Макар, прижавшись спиной к приоткрытой двери, непослушными пальцами нашаривал предохранитель на затворе карабина. Что делать? Стрелять? В кого, в невидимку с хриплым голосом, скрывающегося в темноте? Хриплый, наверное, давно здесь, привык к сумраку и видит их как на ладони.
Но кто же там? Немец? Тогда почему говорит по-русски? Или предатель, вроде Гната Цыбуха, специально посаженный в вагон, чтобы караулить, когда к нему придут? Но откуда немцам знать, в какой именно вагон надо посадить предателя? Не во все же вагоны они посадили по человеку! Предателей не хватит.
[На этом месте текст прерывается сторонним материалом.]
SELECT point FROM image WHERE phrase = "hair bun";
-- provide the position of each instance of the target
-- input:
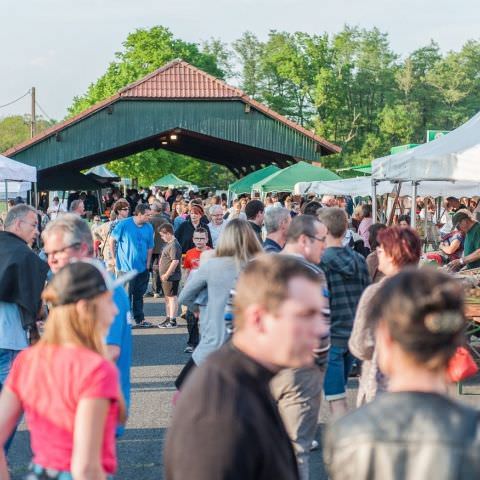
(444, 322)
– Мы свои, – настороженно прислушиваясь к звукам у задней стенки вагона и стрельбе на путях, сказал Волков.
– Пароль, – прохрипели из темноты.
– Четыре, – быстро ответил Антон, не убирая оружия.
– Тридцать два, – раздалось после паузы.
– Двадцать четыре, – продолжил капитан, засовывая парабеллум за пояс.
– Шесть! Сколько вас?
– Двое. Я капитан Хопров из центра.
– Подойди, – ствол автомата, выставленный в проход, опустился.
Антон метнулся в темноту, на звук голоса. У задней стенки вагона на ящике лежал замотанный окровавленным тряпьем человек с ППШ в руках. Рядом валялась смятая пограничная фуражка.
– Александр Иванович? Капитан Денисов? – Волков попытался приподнять раненого, но тот отстранил его.
– Я… Почему стрельба?
– Бой идет, надо бумаги уничтожить. Где папка с документами?
– Удостоверение! – требовательно протянул руку Денисов.
– Вот! – Антон торопливо достал шелковку и, развернув ее, показал. – Где папка?
– Здесь, – Денисов с трудом расстегнул стягивающий его гимнастерку офицерский ремень. – Снимай, теперь твоя очередь.
Потрясенный Волков увидел залитый потемневшей кровью широкий брезентовый пояс с карманом, в который была засунута черная кожаная папка и две гранаты.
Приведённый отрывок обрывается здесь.